Mais comment devenir l’un des grands explorateurs du vivant aujourd’hui ? Le hasard, la chance, une vocation pour la collecte et une appétence pour le management
décident de son destin. Tout commence en Bretagne, auprès de grands-parents qui
l’emmenaient avec eux à la découverte de la nature et à la pêche. Très tôt, sur les grèves du golfe du Morbihan, l’enfant rêve en secret de dénicher un jour une espèce inconnue – l’avenir lui en réservera plusieurs dizaines de milliers ! Vers l’âge de 13 ans, il apprend le nom de la discipline qui le dévore, la malacologie.

L’histoire est en route et le destin ne lui fera pas faux bond. Adolescent, il joue les aventuriers en Angleterre lors de ses séjours linguistiques : « Je prenais contact avec les clubs naturalistes locaux, et j’allais herboriser avec de vieilles Anglaises. J’aimais
collecter le vivant et mettre des noms sur les animaux ou sur les plantes, oui, c’était mon truc. » Après des étés passés à Roscoff à échantillonner, il découvre la petite station marine de Calvi : « Dirigée par l’université de Liège, elle proposait aux Belges un véritable dépaysement. Ils travaillaient dans l’émerveillement et loin des usines à faire de la science, j’y ai trouvé la passion, le goût de découvrir, et puis la chance de mettre la main sur une ou deux espèces inconnues.

À Calvi, j’ai vécu un rêve réaliste. » Alors, il monte sa première expédition en 1982, sur l’île de Djerba. L’aventurier, entré entretemps au Muséum, monte des expéditions maritimes et se consacre jusqu’en 1990 aux mers d’Europe. Et puis, il part enfin à la rencontre de la Nouvelle-Calédonie, à laquelle il rêve depuis l’adolescence. Si monter des expéditions et appartenir au cercle très prisé des aventuriers scientifiques est aujourd’hui valorisé, « dans les années 1980, ce n’était pas du tout à la mode. On ne nous déroulait pas le tapis rouge, mais j’ai eu la chance de bénéficier d’un accès temps-bateau prodigieux : j’ai vécu un âge d’or où j’ai pu faire tous les ans ce que mes collègues rêvent de faire une fois dans leur vie ». Philippe Bouchet se lance à corps perdu dans le Pacifique Sud ; il monte des expéditions embarquées, et orchestre depuis 2006 la belle épopée de « La Planète revisitée ». Son programme : organiser l’avant, le pendant et l’après odyssée en tenant compte des avancées technologiques, séquençage, positionnement GPS, imagerie numérique. « Je n’ai pas à être le meilleur spécialiste de tel ou tel groupe d’animaux ; non, mon savoir-faire, c’est avant tout d’harmoniser et de planifier une mission.

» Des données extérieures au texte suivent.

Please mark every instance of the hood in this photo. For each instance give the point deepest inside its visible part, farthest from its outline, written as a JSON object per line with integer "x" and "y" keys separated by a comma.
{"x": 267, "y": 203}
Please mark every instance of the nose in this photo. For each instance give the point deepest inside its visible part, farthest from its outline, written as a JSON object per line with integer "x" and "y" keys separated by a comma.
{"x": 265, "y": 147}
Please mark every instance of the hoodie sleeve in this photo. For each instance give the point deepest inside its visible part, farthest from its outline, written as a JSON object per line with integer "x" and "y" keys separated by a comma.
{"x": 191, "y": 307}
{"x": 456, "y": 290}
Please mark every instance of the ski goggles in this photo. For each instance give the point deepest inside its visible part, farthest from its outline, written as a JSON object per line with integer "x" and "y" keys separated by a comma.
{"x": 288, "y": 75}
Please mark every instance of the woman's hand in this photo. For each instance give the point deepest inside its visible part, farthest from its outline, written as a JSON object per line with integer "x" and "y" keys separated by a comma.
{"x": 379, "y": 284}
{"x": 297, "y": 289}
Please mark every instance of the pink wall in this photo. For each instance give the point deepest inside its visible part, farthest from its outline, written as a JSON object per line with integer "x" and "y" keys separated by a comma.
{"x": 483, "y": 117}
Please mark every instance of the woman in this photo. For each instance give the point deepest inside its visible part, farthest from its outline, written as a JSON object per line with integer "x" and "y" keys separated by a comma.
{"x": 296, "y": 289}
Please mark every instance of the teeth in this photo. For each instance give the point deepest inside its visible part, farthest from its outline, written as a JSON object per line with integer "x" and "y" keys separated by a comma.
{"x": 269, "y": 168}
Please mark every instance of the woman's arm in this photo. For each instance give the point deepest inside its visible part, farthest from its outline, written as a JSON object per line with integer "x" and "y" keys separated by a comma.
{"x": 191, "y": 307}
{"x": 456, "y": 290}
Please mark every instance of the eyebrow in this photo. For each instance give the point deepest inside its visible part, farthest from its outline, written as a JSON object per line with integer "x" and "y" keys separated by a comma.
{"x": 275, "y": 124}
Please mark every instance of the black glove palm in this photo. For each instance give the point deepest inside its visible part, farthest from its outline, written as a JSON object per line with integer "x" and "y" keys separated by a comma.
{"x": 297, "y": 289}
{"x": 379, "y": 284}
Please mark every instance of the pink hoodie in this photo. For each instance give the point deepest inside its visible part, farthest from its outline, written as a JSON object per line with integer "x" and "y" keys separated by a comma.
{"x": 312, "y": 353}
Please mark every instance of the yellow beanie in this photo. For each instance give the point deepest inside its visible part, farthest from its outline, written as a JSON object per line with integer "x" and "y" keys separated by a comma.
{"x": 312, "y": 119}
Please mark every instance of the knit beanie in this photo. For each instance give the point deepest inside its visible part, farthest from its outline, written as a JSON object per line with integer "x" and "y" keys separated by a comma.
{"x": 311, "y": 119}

Je dois prévoir l’infrastructure pour que les équipes travaillent correctement sur place le jour J. Je dois aussi fédérer le noyau dur des scientifiques expérimentés dont j’ai absolument besoin, les uns au labo, les autres à la plongée, etc. Je pense aussi à la prochaine génération, et aux chercheurs dont je n’ai jamais entendu parler faute de publication. Or, sur le terrain je veux avant tout des personnes qui savent chercher et trouver. Pour les noms latins, je vois après, au retour de l’expédition. » Après ? Les milliers de collections nouvelles collectées lui donnent l’occasion de « réseauter avec la communauté internationale, d’animer l’étude du matériel, et de coordonner la publication ultérieure des résultats ». Le professeur Bouchet peut fredonner « Je suis un aventurier/Et j’ai beaucoup bourlingué », sauf que la chanson est loin d’être achevée : avec quelque deux tiers des espèces encore à découvrir à la surface du globe, et sachant que le quart ou la moitié sera éteint dans les décennies à venir, le refrain risque fort de s’accélérer.